Das spätbarocke Rathaus an der Hauptgasse dient heute dem Fremdenverkehr, und auch im von Jugendstil leicht angewehten „Neuen Rathaus“ sitzen jetzt andere Verwaltungen. Seit ein paar Jahren wird Košice aus dem „Weißen Haus“ regiert, einem riesigen Gebäudekomplex, den sich die damalige Staatspartei noch 1985 hatte bauen lassen, demonstrativ mitten hinein in die Neubauviertel. Genauso darf man die jetzige Entscheidung wohl als Bekenntnis werten: Der Magistrat residiert da, wo die Mehrheit seiner Wähler lebt. Mögen die Touristen von den alten Zeiten schwärmen, Košice verleugnet seinen Charakter als Industriestadt nicht.

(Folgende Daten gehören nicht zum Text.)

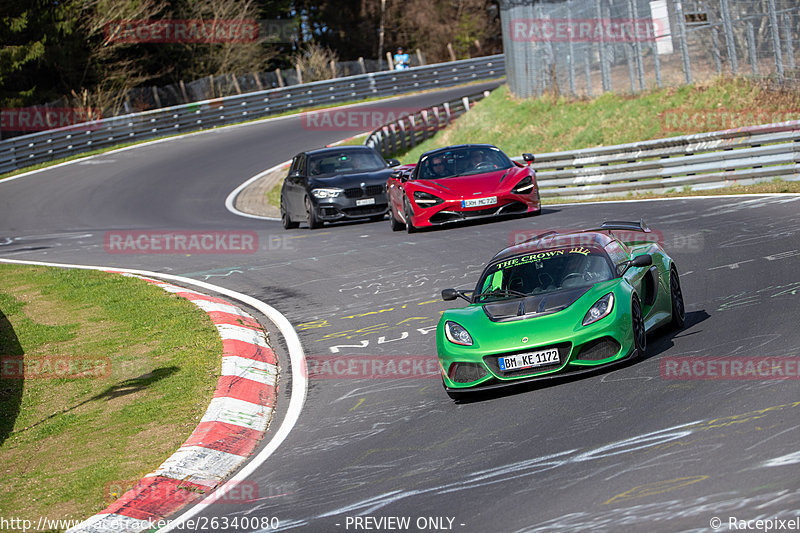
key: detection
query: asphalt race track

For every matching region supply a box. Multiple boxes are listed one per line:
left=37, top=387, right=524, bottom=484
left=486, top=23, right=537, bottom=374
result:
left=0, top=82, right=800, bottom=532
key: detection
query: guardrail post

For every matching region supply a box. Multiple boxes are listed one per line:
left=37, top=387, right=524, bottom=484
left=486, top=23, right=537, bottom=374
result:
left=711, top=28, right=722, bottom=75
left=720, top=0, right=739, bottom=76
left=675, top=0, right=692, bottom=85
left=628, top=0, right=646, bottom=91
left=594, top=0, right=611, bottom=92
left=747, top=22, right=758, bottom=76
left=767, top=0, right=783, bottom=82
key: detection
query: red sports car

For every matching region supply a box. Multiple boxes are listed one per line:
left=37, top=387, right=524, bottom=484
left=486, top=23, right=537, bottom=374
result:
left=386, top=144, right=542, bottom=233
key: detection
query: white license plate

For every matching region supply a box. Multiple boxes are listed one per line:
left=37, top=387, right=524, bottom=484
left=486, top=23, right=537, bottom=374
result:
left=461, top=196, right=497, bottom=207
left=497, top=348, right=561, bottom=372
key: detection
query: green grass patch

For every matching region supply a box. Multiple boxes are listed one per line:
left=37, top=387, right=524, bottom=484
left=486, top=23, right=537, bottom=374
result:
left=542, top=178, right=800, bottom=205
left=399, top=78, right=800, bottom=163
left=0, top=265, right=222, bottom=523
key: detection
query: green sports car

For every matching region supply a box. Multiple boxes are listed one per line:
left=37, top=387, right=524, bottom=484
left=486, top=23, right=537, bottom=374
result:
left=436, top=221, right=684, bottom=397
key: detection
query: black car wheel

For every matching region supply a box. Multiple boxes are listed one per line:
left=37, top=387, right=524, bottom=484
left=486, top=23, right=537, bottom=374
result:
left=389, top=203, right=404, bottom=231
left=305, top=196, right=322, bottom=229
left=281, top=196, right=300, bottom=229
left=631, top=294, right=647, bottom=358
left=403, top=199, right=417, bottom=233
left=669, top=265, right=686, bottom=329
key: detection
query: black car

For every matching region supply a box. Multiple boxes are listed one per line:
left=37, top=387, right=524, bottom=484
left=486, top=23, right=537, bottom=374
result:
left=281, top=146, right=400, bottom=229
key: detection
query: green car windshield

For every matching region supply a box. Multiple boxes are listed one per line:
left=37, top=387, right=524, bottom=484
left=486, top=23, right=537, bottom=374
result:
left=473, top=246, right=614, bottom=303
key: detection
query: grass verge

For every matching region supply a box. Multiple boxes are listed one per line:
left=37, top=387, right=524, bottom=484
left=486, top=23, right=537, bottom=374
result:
left=0, top=80, right=500, bottom=180
left=0, top=265, right=222, bottom=523
left=542, top=178, right=800, bottom=205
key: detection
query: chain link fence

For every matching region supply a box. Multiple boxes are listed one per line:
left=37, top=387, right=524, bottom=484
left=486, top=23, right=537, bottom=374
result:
left=500, top=0, right=800, bottom=97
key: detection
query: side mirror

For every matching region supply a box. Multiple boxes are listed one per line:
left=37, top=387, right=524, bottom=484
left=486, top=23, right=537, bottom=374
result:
left=442, top=289, right=473, bottom=303
left=622, top=254, right=653, bottom=274
left=442, top=289, right=458, bottom=302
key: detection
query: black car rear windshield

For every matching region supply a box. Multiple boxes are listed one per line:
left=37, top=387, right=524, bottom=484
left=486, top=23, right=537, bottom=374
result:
left=474, top=246, right=614, bottom=302
left=417, top=146, right=514, bottom=180
left=308, top=150, right=386, bottom=176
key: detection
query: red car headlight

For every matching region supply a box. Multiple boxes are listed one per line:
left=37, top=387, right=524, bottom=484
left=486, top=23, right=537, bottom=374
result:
left=414, top=191, right=444, bottom=207
left=511, top=176, right=536, bottom=194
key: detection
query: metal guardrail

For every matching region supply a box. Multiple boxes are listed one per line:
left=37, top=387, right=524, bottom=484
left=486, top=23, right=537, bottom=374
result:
left=365, top=110, right=800, bottom=199
left=364, top=91, right=489, bottom=157
left=0, top=55, right=505, bottom=173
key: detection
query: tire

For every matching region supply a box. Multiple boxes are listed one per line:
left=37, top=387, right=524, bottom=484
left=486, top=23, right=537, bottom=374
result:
left=281, top=195, right=300, bottom=229
left=389, top=207, right=405, bottom=231
left=669, top=265, right=686, bottom=329
left=305, top=196, right=322, bottom=229
left=631, top=294, right=647, bottom=359
left=403, top=200, right=417, bottom=233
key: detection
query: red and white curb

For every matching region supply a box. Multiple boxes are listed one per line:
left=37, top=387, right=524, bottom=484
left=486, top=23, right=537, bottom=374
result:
left=68, top=272, right=278, bottom=533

Warum sollten sie auch – es geht ihnen gut in der neuen Zeit. Zur Jahrtausendwende hat der Konzern U.S.Steel aus Pittsburgh das ehemals staatliche Stahlwerk übernommen, auf modernen Anlagen wird mit aktuell 14.000 Beschäftigten sichtlich erfolgreich produziert. Arbeit gibt es genug, die Leute wandern nicht ab, und der Konzern zeigt sich großzügig (u.a. indem er die „Steel Arena“, das riesige neue Eishockeystadion, bezahlte). Der Optimismus der amtierenden Stadtarchitektin ist also nachvollziehbar: Frau Királyová plant die Stadt auf Zuwachs, 300.000 Einwohner sind eine Option. Allerdings: Was noch an Wohnraum gebraucht würde, soll in Eigenheimen entstehen. Die Zeiten der großen staatlichen Wohnbauprogramme, sagt sie, seien vorbei. Dabei hatte es gerade damit noch einmal richtige Erfolge gegeben: Riesige Bestände an Plattenhochhäusern konnten nur deshalb durchgreifend saniert und energetisch ertüchtigt werden, weil die Regierung Sonderfördermittel dazugegeben hat. Wie einst in Prag, sieht man heute auch in der Hauptstadt Bratislava offenbar genügend Anlass, mit den östlichen Landesteilen besonders pfleglich umzugehen.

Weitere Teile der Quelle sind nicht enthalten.